WLVH
- Hardeeville, South Carolina; United States;
- Broadcast area: Savannah metropolitan area
- Frequency: 101.1 MHz
- Branding: Love 101.1

Programming
- Format: Urban Adult Contemporary
- Affiliations: Premiere Networks

Ownership
- Owner: iHeartMedia, Inc.; (iHM Licenses, LLC);
- Sister stations: WAEV, WQBT, WSOK, WTKS, WYKZ

History
- First air date: August 30, 1982; 43 years ago
- Call sign meaning: We LoVe SavannaH

Technical information
- Licensing authority: FCC
- Facility ID: 31094
- Class: C2
- ERP: 50,000 watts
- HAAT: 144 meters (472 ft)

Links
- Public license information: Public file; LMS;
- Webcast: Listen Live
- Website: love1011.iheart.com

= WLVH =

Radio station in Hardeeville, South Carolina, serving Savannah, Georgia

WLVH (101.1 FM) is a commercial radio station licensed to Hardeeville, South Carolina, and serving the Savannah metropolitan area. The station is owned by iHeartMedia and uses the branding "Love 101.1". It has an urban adult contemporary radio format. WLVH carries two nationally syndicated weekday programs: The Steve Harvey Morning Show in AM drive time and The Sweat Hotel with Keith Sweat in evenings.
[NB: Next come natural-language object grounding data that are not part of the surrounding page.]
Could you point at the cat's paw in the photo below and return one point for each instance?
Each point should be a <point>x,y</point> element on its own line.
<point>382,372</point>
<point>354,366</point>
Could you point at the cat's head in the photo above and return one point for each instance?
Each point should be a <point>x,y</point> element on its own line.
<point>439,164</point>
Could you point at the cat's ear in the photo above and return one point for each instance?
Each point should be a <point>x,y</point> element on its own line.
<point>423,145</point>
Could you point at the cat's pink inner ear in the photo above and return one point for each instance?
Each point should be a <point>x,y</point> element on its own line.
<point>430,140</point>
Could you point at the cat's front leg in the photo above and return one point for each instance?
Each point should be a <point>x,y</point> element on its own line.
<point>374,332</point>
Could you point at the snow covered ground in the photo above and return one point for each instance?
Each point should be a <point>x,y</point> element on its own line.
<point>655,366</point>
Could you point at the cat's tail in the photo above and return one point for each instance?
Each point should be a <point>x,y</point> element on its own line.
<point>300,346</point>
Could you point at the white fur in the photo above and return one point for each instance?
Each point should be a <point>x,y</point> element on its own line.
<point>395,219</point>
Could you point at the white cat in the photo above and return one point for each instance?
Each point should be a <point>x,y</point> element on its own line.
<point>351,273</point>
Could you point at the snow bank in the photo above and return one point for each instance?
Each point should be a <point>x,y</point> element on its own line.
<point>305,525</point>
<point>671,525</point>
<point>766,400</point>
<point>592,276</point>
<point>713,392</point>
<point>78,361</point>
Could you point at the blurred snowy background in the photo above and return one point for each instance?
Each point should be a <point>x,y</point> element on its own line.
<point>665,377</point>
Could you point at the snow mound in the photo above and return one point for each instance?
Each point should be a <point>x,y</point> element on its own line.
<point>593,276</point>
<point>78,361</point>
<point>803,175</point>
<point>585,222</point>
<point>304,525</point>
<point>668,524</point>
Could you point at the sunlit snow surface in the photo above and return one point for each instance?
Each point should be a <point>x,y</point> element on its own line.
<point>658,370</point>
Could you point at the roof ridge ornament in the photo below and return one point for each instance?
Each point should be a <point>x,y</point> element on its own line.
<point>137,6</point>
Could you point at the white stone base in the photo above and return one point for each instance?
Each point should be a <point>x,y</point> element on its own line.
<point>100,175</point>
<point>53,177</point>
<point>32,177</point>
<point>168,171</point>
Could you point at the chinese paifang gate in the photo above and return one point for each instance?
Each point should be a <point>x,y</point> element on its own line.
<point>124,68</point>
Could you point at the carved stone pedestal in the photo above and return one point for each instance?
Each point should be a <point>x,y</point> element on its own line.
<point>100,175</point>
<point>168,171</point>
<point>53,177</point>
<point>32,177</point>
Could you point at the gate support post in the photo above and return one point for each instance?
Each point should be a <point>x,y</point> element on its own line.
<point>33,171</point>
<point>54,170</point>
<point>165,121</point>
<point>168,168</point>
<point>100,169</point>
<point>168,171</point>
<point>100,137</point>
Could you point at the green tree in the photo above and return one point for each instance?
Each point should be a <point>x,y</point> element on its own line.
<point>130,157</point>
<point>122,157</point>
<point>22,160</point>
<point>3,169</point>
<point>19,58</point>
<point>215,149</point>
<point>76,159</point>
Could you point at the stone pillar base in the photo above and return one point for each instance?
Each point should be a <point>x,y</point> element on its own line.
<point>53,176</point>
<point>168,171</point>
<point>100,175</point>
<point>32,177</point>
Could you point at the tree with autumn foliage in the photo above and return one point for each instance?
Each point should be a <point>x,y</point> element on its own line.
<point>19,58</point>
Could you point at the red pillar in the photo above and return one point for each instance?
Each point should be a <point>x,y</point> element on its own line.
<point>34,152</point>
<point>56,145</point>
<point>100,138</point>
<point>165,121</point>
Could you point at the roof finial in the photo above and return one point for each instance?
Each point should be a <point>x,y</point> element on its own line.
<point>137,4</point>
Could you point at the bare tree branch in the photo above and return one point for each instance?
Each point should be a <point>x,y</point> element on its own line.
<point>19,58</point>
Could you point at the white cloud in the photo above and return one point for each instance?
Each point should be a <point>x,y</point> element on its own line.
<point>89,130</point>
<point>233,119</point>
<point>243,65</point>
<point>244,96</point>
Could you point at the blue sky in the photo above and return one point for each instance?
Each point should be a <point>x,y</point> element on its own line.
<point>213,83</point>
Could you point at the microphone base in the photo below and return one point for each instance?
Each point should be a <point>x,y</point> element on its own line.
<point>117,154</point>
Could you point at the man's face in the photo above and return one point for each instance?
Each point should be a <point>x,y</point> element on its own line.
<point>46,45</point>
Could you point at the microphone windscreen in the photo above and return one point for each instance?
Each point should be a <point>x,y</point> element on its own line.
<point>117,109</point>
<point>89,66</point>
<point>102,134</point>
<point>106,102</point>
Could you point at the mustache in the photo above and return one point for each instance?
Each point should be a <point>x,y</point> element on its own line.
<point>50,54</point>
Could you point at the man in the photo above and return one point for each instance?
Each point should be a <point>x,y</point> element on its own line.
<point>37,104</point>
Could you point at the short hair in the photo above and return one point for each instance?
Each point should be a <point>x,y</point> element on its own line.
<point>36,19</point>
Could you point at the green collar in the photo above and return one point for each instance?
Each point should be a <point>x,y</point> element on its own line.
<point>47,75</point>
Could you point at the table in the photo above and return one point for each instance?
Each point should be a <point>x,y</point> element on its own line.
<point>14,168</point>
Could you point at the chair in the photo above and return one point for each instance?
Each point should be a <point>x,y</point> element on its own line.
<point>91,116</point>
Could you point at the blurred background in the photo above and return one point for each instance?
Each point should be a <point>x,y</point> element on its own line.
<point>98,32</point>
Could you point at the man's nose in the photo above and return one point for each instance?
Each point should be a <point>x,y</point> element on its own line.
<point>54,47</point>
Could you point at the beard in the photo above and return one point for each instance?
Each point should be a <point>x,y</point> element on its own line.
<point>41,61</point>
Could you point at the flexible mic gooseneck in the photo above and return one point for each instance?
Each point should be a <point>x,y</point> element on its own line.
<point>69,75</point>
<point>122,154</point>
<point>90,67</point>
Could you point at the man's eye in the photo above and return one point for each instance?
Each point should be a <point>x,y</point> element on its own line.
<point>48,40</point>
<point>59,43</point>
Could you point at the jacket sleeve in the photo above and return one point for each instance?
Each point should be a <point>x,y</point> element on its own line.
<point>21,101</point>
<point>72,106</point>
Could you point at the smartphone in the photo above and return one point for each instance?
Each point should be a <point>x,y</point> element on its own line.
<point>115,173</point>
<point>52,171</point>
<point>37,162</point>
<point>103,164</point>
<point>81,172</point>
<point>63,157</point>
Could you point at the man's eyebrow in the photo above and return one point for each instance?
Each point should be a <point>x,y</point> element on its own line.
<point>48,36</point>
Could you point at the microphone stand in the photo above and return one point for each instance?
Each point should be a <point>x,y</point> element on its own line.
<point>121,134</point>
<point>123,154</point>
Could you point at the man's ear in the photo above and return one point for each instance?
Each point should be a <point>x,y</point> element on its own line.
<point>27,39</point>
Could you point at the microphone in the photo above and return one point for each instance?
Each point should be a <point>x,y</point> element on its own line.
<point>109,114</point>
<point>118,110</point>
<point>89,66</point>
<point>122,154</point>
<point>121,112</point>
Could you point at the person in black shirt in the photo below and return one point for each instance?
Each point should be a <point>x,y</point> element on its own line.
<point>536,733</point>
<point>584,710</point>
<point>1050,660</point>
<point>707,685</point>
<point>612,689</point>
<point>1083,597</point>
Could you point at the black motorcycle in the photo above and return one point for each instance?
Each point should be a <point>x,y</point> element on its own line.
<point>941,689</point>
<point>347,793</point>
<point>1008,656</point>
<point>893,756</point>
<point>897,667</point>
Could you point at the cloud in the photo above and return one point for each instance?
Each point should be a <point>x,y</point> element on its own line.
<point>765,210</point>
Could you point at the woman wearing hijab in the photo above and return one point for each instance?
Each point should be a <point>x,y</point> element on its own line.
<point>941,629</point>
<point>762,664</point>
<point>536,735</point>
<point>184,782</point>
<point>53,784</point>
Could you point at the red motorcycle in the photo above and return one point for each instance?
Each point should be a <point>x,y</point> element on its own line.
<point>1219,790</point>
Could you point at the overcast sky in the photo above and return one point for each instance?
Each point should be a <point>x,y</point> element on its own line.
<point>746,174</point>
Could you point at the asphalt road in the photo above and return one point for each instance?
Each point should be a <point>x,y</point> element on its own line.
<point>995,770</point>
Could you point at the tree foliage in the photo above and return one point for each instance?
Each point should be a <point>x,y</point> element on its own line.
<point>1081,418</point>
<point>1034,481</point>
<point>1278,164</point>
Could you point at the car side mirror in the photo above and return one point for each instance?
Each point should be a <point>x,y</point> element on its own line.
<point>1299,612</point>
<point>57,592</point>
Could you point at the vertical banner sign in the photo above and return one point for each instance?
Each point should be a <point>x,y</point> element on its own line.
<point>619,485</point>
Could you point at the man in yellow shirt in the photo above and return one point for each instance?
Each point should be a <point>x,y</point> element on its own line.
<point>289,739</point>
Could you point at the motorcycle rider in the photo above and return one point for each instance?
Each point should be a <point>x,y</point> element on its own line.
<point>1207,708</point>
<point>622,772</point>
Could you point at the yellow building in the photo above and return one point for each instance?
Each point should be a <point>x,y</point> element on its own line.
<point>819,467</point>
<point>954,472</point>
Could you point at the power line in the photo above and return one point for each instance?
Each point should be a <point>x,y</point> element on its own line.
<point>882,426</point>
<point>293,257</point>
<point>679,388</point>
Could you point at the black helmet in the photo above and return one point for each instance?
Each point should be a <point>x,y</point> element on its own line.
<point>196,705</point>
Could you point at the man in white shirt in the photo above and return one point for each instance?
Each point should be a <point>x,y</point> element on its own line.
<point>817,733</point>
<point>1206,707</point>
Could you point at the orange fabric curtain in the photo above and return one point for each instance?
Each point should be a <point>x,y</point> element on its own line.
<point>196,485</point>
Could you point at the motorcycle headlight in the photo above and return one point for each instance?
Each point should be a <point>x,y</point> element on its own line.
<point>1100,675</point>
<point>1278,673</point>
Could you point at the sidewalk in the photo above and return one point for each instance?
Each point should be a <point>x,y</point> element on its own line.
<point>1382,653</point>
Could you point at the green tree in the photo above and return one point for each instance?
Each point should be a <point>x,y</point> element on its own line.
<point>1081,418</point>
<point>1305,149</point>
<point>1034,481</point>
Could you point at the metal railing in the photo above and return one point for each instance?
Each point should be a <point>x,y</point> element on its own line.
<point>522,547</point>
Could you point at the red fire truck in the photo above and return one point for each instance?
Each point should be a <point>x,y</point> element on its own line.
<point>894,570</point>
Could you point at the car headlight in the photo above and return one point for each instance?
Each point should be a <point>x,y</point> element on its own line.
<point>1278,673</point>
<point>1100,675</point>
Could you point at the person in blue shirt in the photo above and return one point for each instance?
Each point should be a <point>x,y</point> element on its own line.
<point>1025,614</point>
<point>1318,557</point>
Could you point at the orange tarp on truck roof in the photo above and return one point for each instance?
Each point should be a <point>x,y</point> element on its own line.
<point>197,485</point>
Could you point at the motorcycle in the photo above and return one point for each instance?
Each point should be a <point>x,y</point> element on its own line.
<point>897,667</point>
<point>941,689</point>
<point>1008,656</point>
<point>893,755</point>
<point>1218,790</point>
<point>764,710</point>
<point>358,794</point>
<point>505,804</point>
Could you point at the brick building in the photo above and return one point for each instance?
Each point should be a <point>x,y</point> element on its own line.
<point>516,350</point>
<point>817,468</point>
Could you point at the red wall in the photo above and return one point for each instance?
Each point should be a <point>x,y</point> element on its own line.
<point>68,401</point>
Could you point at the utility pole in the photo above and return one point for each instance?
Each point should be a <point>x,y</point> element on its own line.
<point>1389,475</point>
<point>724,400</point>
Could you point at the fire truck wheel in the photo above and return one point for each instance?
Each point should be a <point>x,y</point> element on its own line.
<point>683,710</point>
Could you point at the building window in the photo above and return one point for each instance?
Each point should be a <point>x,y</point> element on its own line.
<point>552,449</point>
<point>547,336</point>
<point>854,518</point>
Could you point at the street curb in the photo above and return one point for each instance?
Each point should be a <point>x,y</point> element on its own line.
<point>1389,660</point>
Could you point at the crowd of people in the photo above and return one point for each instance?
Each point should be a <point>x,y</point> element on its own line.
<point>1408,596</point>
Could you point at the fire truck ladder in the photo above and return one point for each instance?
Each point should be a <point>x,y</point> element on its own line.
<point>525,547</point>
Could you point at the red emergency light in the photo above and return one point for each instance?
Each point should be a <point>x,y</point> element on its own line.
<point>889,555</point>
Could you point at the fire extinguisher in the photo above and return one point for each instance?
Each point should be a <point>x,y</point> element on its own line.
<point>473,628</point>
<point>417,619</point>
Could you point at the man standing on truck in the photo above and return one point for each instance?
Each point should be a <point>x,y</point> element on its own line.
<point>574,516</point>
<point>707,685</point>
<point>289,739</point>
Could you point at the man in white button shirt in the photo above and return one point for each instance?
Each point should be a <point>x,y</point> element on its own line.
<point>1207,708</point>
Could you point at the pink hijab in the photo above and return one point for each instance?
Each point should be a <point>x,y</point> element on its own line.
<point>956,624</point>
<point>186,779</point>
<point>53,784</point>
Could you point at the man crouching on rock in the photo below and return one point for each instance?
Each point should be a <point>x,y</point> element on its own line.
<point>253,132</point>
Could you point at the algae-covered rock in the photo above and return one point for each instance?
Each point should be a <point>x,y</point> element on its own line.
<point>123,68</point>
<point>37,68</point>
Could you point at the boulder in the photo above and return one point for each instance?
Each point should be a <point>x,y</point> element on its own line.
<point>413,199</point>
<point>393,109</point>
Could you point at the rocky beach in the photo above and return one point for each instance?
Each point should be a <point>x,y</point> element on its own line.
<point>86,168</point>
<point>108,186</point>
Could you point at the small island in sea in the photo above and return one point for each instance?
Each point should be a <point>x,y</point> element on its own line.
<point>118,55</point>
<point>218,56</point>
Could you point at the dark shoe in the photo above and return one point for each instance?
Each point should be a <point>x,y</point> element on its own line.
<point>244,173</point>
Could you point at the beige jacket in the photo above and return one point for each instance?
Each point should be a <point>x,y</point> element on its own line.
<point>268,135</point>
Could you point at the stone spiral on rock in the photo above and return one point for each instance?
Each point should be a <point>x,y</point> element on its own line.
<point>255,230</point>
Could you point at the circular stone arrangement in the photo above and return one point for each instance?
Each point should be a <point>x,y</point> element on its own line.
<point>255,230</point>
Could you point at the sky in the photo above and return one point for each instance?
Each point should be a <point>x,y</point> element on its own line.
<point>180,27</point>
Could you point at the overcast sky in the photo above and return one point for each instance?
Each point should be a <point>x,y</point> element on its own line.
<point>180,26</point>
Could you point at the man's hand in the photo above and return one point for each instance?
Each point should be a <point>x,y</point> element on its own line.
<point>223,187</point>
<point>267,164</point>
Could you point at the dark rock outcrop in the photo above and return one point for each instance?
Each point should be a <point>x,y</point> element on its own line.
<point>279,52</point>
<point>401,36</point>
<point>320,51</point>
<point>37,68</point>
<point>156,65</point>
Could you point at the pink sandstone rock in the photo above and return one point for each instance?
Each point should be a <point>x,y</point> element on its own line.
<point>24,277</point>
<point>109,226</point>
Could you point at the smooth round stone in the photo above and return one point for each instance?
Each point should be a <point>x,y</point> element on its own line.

WLVH is a Class C2 FM station with an effective radiated power (ERP) of 50,000 watts. The transmitter tower is west of Savannah in Bloomingdale, Georgia, along Interstate 16. The studios are on Alfred Street off U.S. Route 80 in Garden City (with a Savannah address).

==History==
The station signed on the air on August 30, 1991, owned by Opus Media Group. In 2000, it was acquired by Capstar. Capstar was later acquired by Chancellor Media, a forerunner of today's iHeartMedia, Inc. In 2015, Clear Channel hired Sam Nelson as the director of urban programming for its stations in Savannah, including WLVH. He had been the program director of Urban AC station WUHT in Birmingham, Alabama.

WLVH was the Savannah affiliate of the Tom Joyner Morning Show until the program ended on December 13, 2019. Joyner's show was replaced by The Steve Harvey Morning Show.